Oracle and the Dunbar Number
A little while ago I got a nice comment from buddy and guru Mark Tamis. He wrote, “I was thinking, it may be a good thing for Oracle to use its cash and buy up Salesforce, and then stick Benioff at the helm. What do you think?”
I have to say it was and is an interesting idea because Larry is 70 and just stepped up to Executive Chairman, leaving the CEO duties to Mark Hurd and Safra Catz. This idea has been surfaced before too. About a year ago it came up and died a gentle death when few outlets picked up on it.
Also, it might be human nature to think like this — to look for a single strong leader to take us to the promised land (whatever that is) — but real life experience seems to run in the opposite direction. Rather than seeking the uber boss, societies, at least the successful ones, instead split the organization whenever it gets too big.
There is a lot of historical precedence for the split over the big boss approach and it has changed over time in a predictable way. To understand the predictability you need a little math in the form of the Dunbar Number.
The Dunbar Number is actually a very elastic thing and could more easily be described as a concept or even a law of sociology (I dunno, I ain’t a sociologist). It says that the average human can keep track of about 150 or maybe 220 people and after that not so good results. This seems like a big number to me but I am an introvert, not shy, just not into maintaining lots of relationships and I am quite comfortable with ideas.
If you look at human organizations, pre-social media, the Dunbar concept applies remarkably well. Of course, CEOs are always trying to limit their direct reports but go up or down a level and you see interesting things. For example, in the Middle Ages, monasteries were working communities of about the Dunbar number. When one got too big, the abbot split off a unit and told one of the members to go elsewhere, build a new monastery, and keep up the tradition. That’s actually how the monastic tradition spread and if you read “How the Irish Saved Civilization” by Thomas Cahill you’ll see the story played out.
Now, social media has turned the Dunbar Number on its head but even with that assist there is a practical limit to the number of friends you can have even online. Perhaps that number varies by individual but the point is that it’s finite and probably not as big as the number of followers many of us have.

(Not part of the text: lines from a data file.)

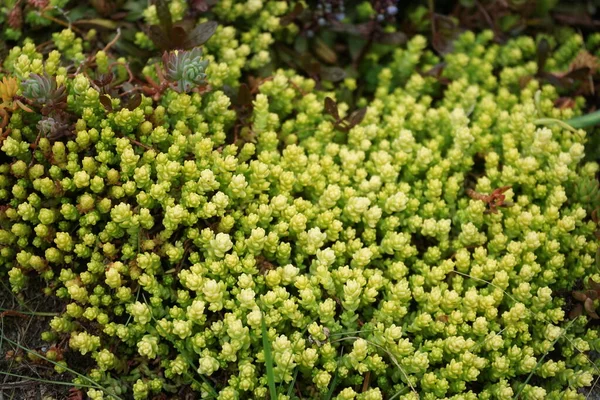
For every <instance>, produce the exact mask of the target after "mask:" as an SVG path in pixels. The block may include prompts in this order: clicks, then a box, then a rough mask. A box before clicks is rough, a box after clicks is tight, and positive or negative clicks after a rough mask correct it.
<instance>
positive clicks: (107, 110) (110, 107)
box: [100, 94, 113, 112]
mask: <svg viewBox="0 0 600 400" xmlns="http://www.w3.org/2000/svg"><path fill="white" fill-rule="evenodd" d="M100 104H102V106H103V107H104V109H105V110H106V111H108V112H112V110H113V108H112V102H111V101H110V97H108V96H107V95H105V94H103V95H102V96H100Z"/></svg>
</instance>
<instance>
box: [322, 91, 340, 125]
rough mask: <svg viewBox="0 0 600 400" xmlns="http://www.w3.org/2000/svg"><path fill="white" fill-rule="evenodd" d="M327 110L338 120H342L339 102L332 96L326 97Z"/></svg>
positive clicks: (331, 114) (328, 111)
mask: <svg viewBox="0 0 600 400" xmlns="http://www.w3.org/2000/svg"><path fill="white" fill-rule="evenodd" d="M325 112H326V113H327V114H329V115H331V116H332V117H333V118H334V119H335V120H336V121H339V120H340V113H339V111H338V109H337V103H336V102H335V101H334V100H333V99H332V98H331V97H325Z"/></svg>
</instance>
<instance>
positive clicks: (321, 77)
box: [320, 67, 346, 82]
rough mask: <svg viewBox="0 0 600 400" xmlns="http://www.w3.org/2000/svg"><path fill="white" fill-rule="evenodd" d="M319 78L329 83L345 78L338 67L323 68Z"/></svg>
mask: <svg viewBox="0 0 600 400" xmlns="http://www.w3.org/2000/svg"><path fill="white" fill-rule="evenodd" d="M320 75H321V78H322V79H323V80H326V81H329V82H339V81H341V80H343V79H344V78H345V77H346V72H345V71H344V70H343V69H341V68H340V67H325V68H322V69H321V74H320Z"/></svg>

There are other examples too such as the military company, the atomic unit of military effectiveness. Corps, divisions, regiments, and battalions are all different aggregations of companies. But what’s this have to do with Oracle? Well it’s indirect. A story in today’s New York Times announces that HP’s CEO, Meg Whitman, wants to split the company into a PC unit and an Enterprise one.

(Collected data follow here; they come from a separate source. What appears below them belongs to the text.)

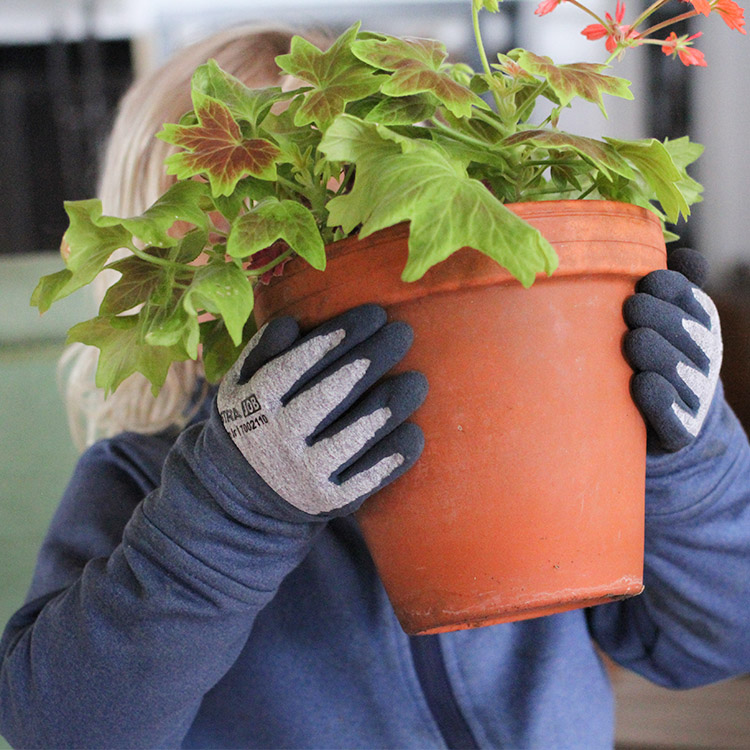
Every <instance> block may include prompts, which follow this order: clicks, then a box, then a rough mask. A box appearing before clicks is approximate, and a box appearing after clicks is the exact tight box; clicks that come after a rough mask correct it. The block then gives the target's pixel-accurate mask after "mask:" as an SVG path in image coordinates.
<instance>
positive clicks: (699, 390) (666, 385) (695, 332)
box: [624, 248, 722, 452]
mask: <svg viewBox="0 0 750 750" xmlns="http://www.w3.org/2000/svg"><path fill="white" fill-rule="evenodd" d="M667 266H668V268H667V270H660V271H653V272H652V273H650V274H648V275H647V276H645V277H644V278H643V279H641V280H640V281H639V282H638V284H637V285H636V294H635V295H633V296H632V297H630V298H628V300H626V302H625V307H624V316H625V321H626V323H627V324H628V327H629V328H630V329H631V330H630V331H629V332H628V334H627V335H626V337H625V355H626V357H627V359H628V361H629V362H630V364H631V366H632V367H633V369H634V370H635V373H636V374H635V375H634V376H633V381H632V392H633V399H634V400H635V402H636V404H637V405H638V407H639V408H640V410H641V411H642V413H643V415H644V417H645V419H646V423H647V425H648V427H649V428H650V435H649V438H650V440H649V450H650V451H651V450H652V449H653V448H654V447H655V448H656V449H657V450H658V449H659V448H661V449H663V450H666V451H669V452H673V451H677V450H680V449H681V448H684V447H686V446H687V445H690V443H692V442H693V440H695V439H696V437H698V433H699V432H700V430H701V427H702V426H703V423H704V421H705V419H706V416H707V414H708V410H709V408H710V406H711V402H712V400H713V397H714V393H715V391H716V385H717V383H718V380H719V371H720V369H721V358H722V341H721V326H720V324H719V315H718V313H717V311H716V306H715V305H714V303H713V301H712V300H711V298H710V297H709V296H708V295H707V294H706V293H705V292H704V291H703V290H702V289H701V286H702V285H703V283H704V281H705V278H706V263H705V260H703V257H702V256H701V255H700V254H699V253H697V252H695V251H694V250H690V249H688V248H681V249H679V250H675V251H673V252H672V253H670V254H669V256H668V258H667Z"/></svg>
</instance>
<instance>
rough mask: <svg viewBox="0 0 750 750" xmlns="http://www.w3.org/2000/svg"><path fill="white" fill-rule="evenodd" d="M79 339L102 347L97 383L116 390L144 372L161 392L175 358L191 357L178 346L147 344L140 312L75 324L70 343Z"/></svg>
mask: <svg viewBox="0 0 750 750" xmlns="http://www.w3.org/2000/svg"><path fill="white" fill-rule="evenodd" d="M76 341H79V342H81V343H83V344H87V345H89V346H95V347H97V348H98V349H99V350H100V354H99V364H98V366H97V370H96V385H97V387H99V388H102V389H104V391H105V393H106V394H110V393H112V391H114V390H115V389H116V388H117V387H118V386H119V385H120V383H122V381H123V380H125V378H127V377H129V376H130V375H132V374H133V373H134V372H140V373H142V374H143V375H145V376H146V378H148V380H149V381H151V384H152V386H153V388H152V391H153V392H154V394H156V393H158V391H159V389H160V388H161V386H162V385H164V381H165V380H166V377H167V371H168V370H169V366H170V364H171V363H172V362H174V361H179V360H184V359H187V355H186V354H185V352H184V351H182V350H180V349H179V348H176V347H163V346H144V345H143V341H142V337H141V333H140V319H139V316H138V315H127V316H98V317H96V318H92V319H91V320H87V321H84V322H83V323H78V324H77V325H74V326H73V327H72V328H71V329H70V330H69V331H68V339H67V343H69V344H70V343H73V342H76Z"/></svg>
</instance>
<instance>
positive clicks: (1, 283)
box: [0, 253, 91, 748]
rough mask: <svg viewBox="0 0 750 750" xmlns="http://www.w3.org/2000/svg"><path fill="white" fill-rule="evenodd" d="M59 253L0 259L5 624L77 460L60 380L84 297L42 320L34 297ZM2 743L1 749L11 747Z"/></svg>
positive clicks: (3, 598) (78, 293)
mask: <svg viewBox="0 0 750 750" xmlns="http://www.w3.org/2000/svg"><path fill="white" fill-rule="evenodd" d="M60 268H62V264H61V261H60V259H59V257H58V256H57V254H56V253H50V254H36V255H34V256H22V257H18V258H11V259H0V323H1V325H0V425H1V426H2V429H0V626H2V627H4V626H5V623H6V622H7V620H8V618H9V617H10V616H11V615H12V614H13V612H14V611H15V610H16V609H17V608H18V607H19V606H20V605H21V604H22V603H23V599H24V596H25V593H26V589H27V587H28V585H29V581H30V579H31V575H32V572H33V569H34V561H35V559H36V554H37V551H38V549H39V545H40V544H41V541H42V539H43V537H44V533H45V531H46V528H47V525H48V523H49V520H50V518H51V516H52V514H53V512H54V509H55V507H56V505H57V502H58V500H59V497H60V494H61V493H62V491H63V489H64V488H65V485H66V483H67V480H68V477H69V476H70V473H71V471H72V470H73V466H74V463H75V460H76V455H77V454H76V450H75V449H74V447H73V445H72V443H71V441H70V438H69V435H68V430H67V423H66V418H65V410H64V407H63V403H62V400H61V398H60V394H59V390H58V386H57V379H56V365H57V359H58V357H59V356H60V353H61V352H62V350H63V346H64V340H65V331H66V330H67V329H68V328H69V327H70V326H71V325H72V324H73V323H75V322H78V321H80V320H83V319H85V318H86V317H90V315H91V312H90V310H89V309H87V308H86V301H85V297H84V293H80V292H79V293H77V294H75V295H73V296H72V297H71V298H69V299H67V300H65V301H63V302H61V303H59V308H58V306H57V305H56V306H55V307H53V308H52V309H51V310H50V311H48V312H47V313H45V315H44V316H42V317H40V316H39V313H38V311H37V310H36V309H35V308H32V307H30V306H29V297H30V296H31V292H32V290H33V288H34V286H35V284H36V280H37V279H38V278H39V276H40V275H43V274H47V273H52V272H54V271H57V270H59V269H60ZM7 747H8V745H7V744H5V743H4V742H3V741H2V739H0V748H7Z"/></svg>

My analysis is that HP is too big to be effective at pursuing a strategy even with all of the computers and communication infrastructure the company has so it’s a natural to seek a way to group similar products and skills into separate companies. Refer to the monastery idea and consider Dunbar and ask yourself if this makes sense.
So, all this is to say that my response to Mark Tamis and his idea is to think small-er. Rather than trying to find the uber boss, if that person even exists, it might be time for Oracle to consider cleaving itself into logical units that have more autonomy than they currently do but that still tree up to a single entity. This might be a worthwhile trend for a lot of first generation Silicon Valley companies.
Oracle is currently made up of a Byzantine assortment of in-house developed technologies and bought companies. It is also a player in almost every part of the tech sector from hardware to apps. The company’s current tag line, “hardware and software engineered to work together” is well chosen to give an impression that is no longer needed. The goods might be engineered together but that’s not the same as being designed and built for the purpose from whole cloth. In fact, Oracle reflects the marketplace it tries to serve which is sophisticated, complex, and aggressively heterogeneous, whatever the marketing lingo says.
Certainly Meg Whitman is rolling the dice with this split but from my perspective it is a logical and appropriate thing to do, and one that has historically delivered results. Would Oracle ever consider splitting into a hardware enterprise, a legacy software company, and a third dedicated to more modern web/social/mobile technologies? Never say never out in the valley, except maybe to the idea of Benioff taking over Oracle.